A 51,547-square-foot retail center on Middle Country Road in Calverton gained preliminary site plan approval from the Riverhead Planning Board Thursday.
The new center to be located on a 10-acre parcel opposite Fresh Pond Avenue will consist of four buildings in a campus-style layout. The largest building on that lot — a 19,097-square foot building with an attached 15,000-square-foot, fenced outdoor sales area — will be the site of the national retailer Tractor Supply Co.
The three other buildings — one 9,450-square-foot building and two 4,000-square-foot buildings — will house other retail uses.
Tractor Supply Company is “the largest operator of rural lifestyle retail stores in the United States,” according to the company website. The publicly traded company, headquartered in Brentwood, Tennessee, operates more than 1,600 retail stores in 49 states, located primarily in towns outlying major metropolitan markets and in rural communities. It sells equine, livestock, pet and small animal products; hardware, truck, towing and tool products; seasonal products, including heating, lawn and garden items, power equipment, gifts and toys; work/recreational clothing and footwear; and maintenance products for agricultural and rural use.
The 10-acre road-front parcel is one of two parcels to be created by a still-pending subdivision application seeking to divide a 51.8-acre property where a controversial sand mine was once operated by Calverton Industries. The other parcel to be created by the subdivision is the 41-acre site where the now-reclaimed sand mine is located.
The subdivision is being developed under pre-master plan Business CR and Industrial B zoning, pursuant to a stipulation entered between the town and Calverton Industries in 2002. The stipulation ended a years-long lawsuit between the town and landowner Calverton Industries over the company’s right to mine the land. The settlement allowed Calverton Industries to continue to mine for five more years and also required the company to pay the town a $1.25 million fine.
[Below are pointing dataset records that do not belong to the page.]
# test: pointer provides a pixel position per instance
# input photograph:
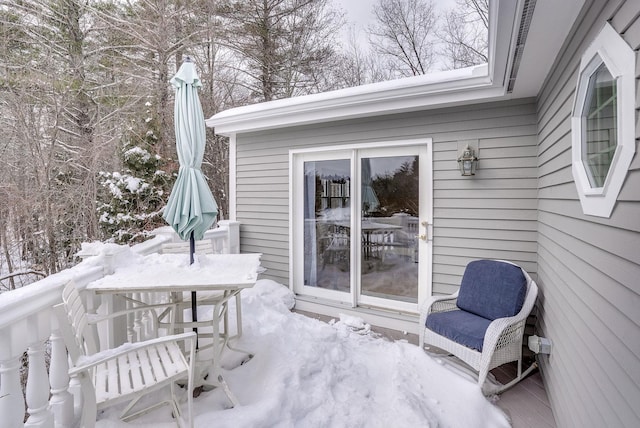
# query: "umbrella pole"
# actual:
(194, 304)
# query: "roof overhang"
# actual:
(482, 83)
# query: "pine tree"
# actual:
(130, 202)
The planning board last night also made a determination under the State Environmental Quality Review Act that the subdivision and proposed development will not have any adverse environmental impact.
The Calverton Industries site was considered reclaimed in 2010, according to the state Department of Environmental Conservation, which regulates mining in N.Y. state. The excavation site was filled, under DEC supervision, with inspected loads of recognizable, uncontaminated concrete, asphalt, rock, brick and soil (RUCARBS), according to the state agency.
Town planners required the applicant to submit reports on soil and groundwater testing done on the site, including the southern 41-acres where the mine is situated. Water testing indicated that the samples were “well below detection limits for all compounds.” Soil test samples revealed higher than allowed amounts of some pesticides (DDD, DDE and DDT), metals (copper and zinc), and PCBs.
There is also a registered processing facility at the site operated by Sky Materials, which processes RUCARBS, tree debris and unadulterated wood, and a yard waste composting facility. Sky Materials on April 16 signed a consent order with DEC in connection with excessive quantities of RUCARBS being stored at the site in violation of Sky Material’s registration limits, according to DEC documents. The consent order includes a five-year waste reduction plan for the site.
The consent order also mandates the payment of a $50,000 penalty, with $5,000 payable to the DEC upon signing of the consent order, $15,000 payable to the USGS-New York Water Science Center earmarked for the LI Groundwater Study and $30,000 “suspended” provided Sky Materials complies with the terms and conditions of the consent order regarding waste reduction, tracking and reporting.
Sky Materials cannot receive new material until the materials reduction plan is approved and must apply for a permit from the DEC to transition the existing facility into the new solid waste management regulations, the DEC said.
Sky Materials pleaded guilty to second-degree manslaughter on March 29, 2017 in connection with an employee’s death at a Manhattan construction site in 2015. The company agreed to pay a $10,000 fine and received a conditional discharge, with the condition being no new arrests for three years, according to a spokesperson for the Manhattan district attorney. As part of the same plea bargain, Sky also pleaded guilty to a felony charge of offering a false instrument for filing in connection with the 2016 charges that the company lied about its payroll to save on workers’ compensation premiums.
Though the charges against the corporation were disposed by the plea deal more than a year ago, felony charges alleging insurance fraud and filing a false instrument remain pending against Sky Materials president Michael Cholowsky. He was indicted along with the corporation in February 2016 after an investigation into the April 2017 death of a 22-year-old Sky Materials employee. Prosecutors charged Cholowsky and Sky with concealing more than $3 million in payroll between April 2014 and April 2015, resulting in a workers compensation premium reduction of over $1 million. Cholowsky submitted false documents regarding the company’s registration and employees to the NYC Business Integrity Commission, according to the indictment.
Cholowsky is due back in court in September. The case has been adjourned numerous times.